May saw month-over-month (MOM) jumps in the region in both total revenue and profitability. RevPAR in the region dropped off precipitously after February, and in May it hit $23.03, which, though 78.4% down from the same time a year ago, was up 5.9% over April, supported by a 5-percentage-point uptick in occupancy. And though occupancy was up in the month, average rate decreased 14.5% in May over April, a sign that hoteliers in the region are resigned to sacrifice rate in order to build back occupancy.

TRevPAR grew 10.5% in the month over the month prior, bolstered by F&B revenue, which saw a 25% MOM increase.

Expenses continued to fall, including labor and total overheads, down 50.6% and 50.5% YOY, respectively. Meanwhile, on a MOM basis, labor and overheads costs were relatively static, a sign of an industry balancing out amid a slow return to normalcy.

After breaking even in March, GOPPAR fell into negative territory in months thereafter. While May remained negative in dollar amount, it was 20% better than April. It’s still down 120.8% YOY.

Profit margin was up 13 percentage points in May over April to -34.8% of total revenue.

Profit & Loss Performance Indicators — Middle East (in USD)

News that Saudi Arabia will only allow around 1,000 pilgrims residing in the kingdom to perform the Hajj in July will be a huge blow to the Middle East’s overall numbers. Some 2.5 million pilgrims from around the world visit the cities of Mecca and Medina annually for the week-long ritual scheduled to begin in late July.

Still, May numbers, like the broader region, bested April, but we were still depressed on a YOY basis. Occupancy hit 25.1% in the month, 5.6 percentage points higher than April, but average was down $11 and 12% since March, also a trend of the entire Middle East region. RevPAR for May was up 18.5% over April, but is down 86.3% YOY.

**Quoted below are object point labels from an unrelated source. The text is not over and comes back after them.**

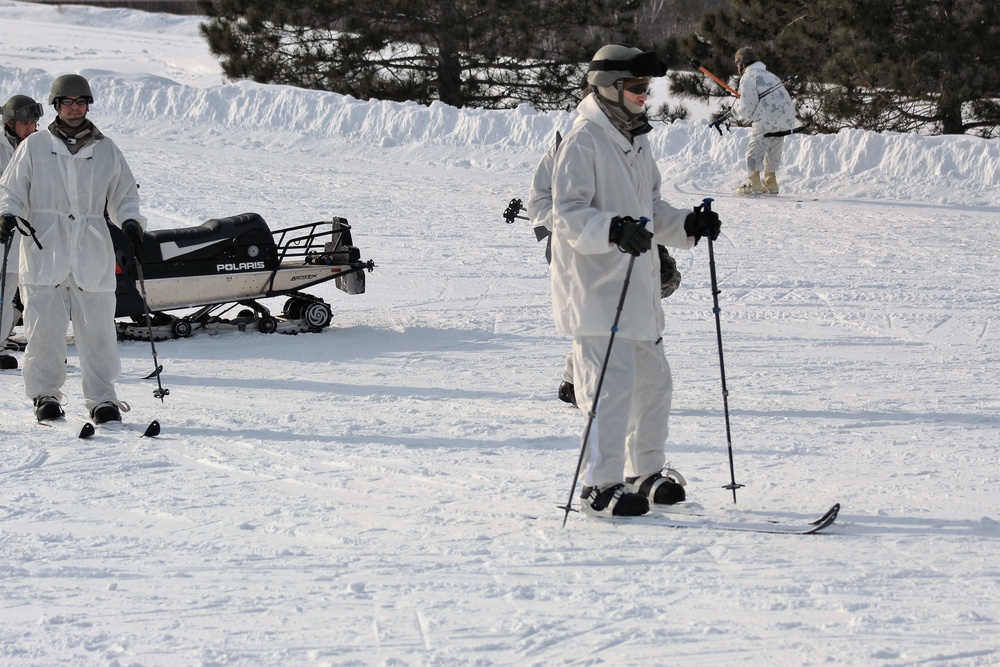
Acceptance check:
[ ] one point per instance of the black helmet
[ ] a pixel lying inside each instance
(23, 108)
(70, 85)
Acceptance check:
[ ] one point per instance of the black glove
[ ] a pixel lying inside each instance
(630, 236)
(702, 223)
(7, 227)
(133, 231)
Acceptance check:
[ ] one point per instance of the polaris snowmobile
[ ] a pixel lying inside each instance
(233, 262)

A lack of ancillary revenue (total F&B revenue was down to $11.41 on a per-available-room basis, which is down 87% YOY) continues to keep TRevPAR down, but it was up 10% over April (down 85.8% YOY).

There is further optimism in the bottom-line story. Though GOPPAR remained negative in May ($-0.61), it is close to the break-even point and a robust 90% higher than April’s number.

Profit & Loss Performance Indicators — Saudi Arabia (in USD)

With Expo 2020 in Dubai shifting to 2021, the emirate is looking to salvage and shore up its place as a preeminent leisure and business destination in the Middle East. May numbers were a bit hard to stomach.

After positive GOPPAR in March ($6.48), the KPI has turned viciously negative since. While it was slightly positive over April, at $-30.58, it’s 267.5% lower than in May 2019. The one saving grace for Dubai is that May through September are historically its slowest months in regard to occupancy and rate, hence, revenue and profit.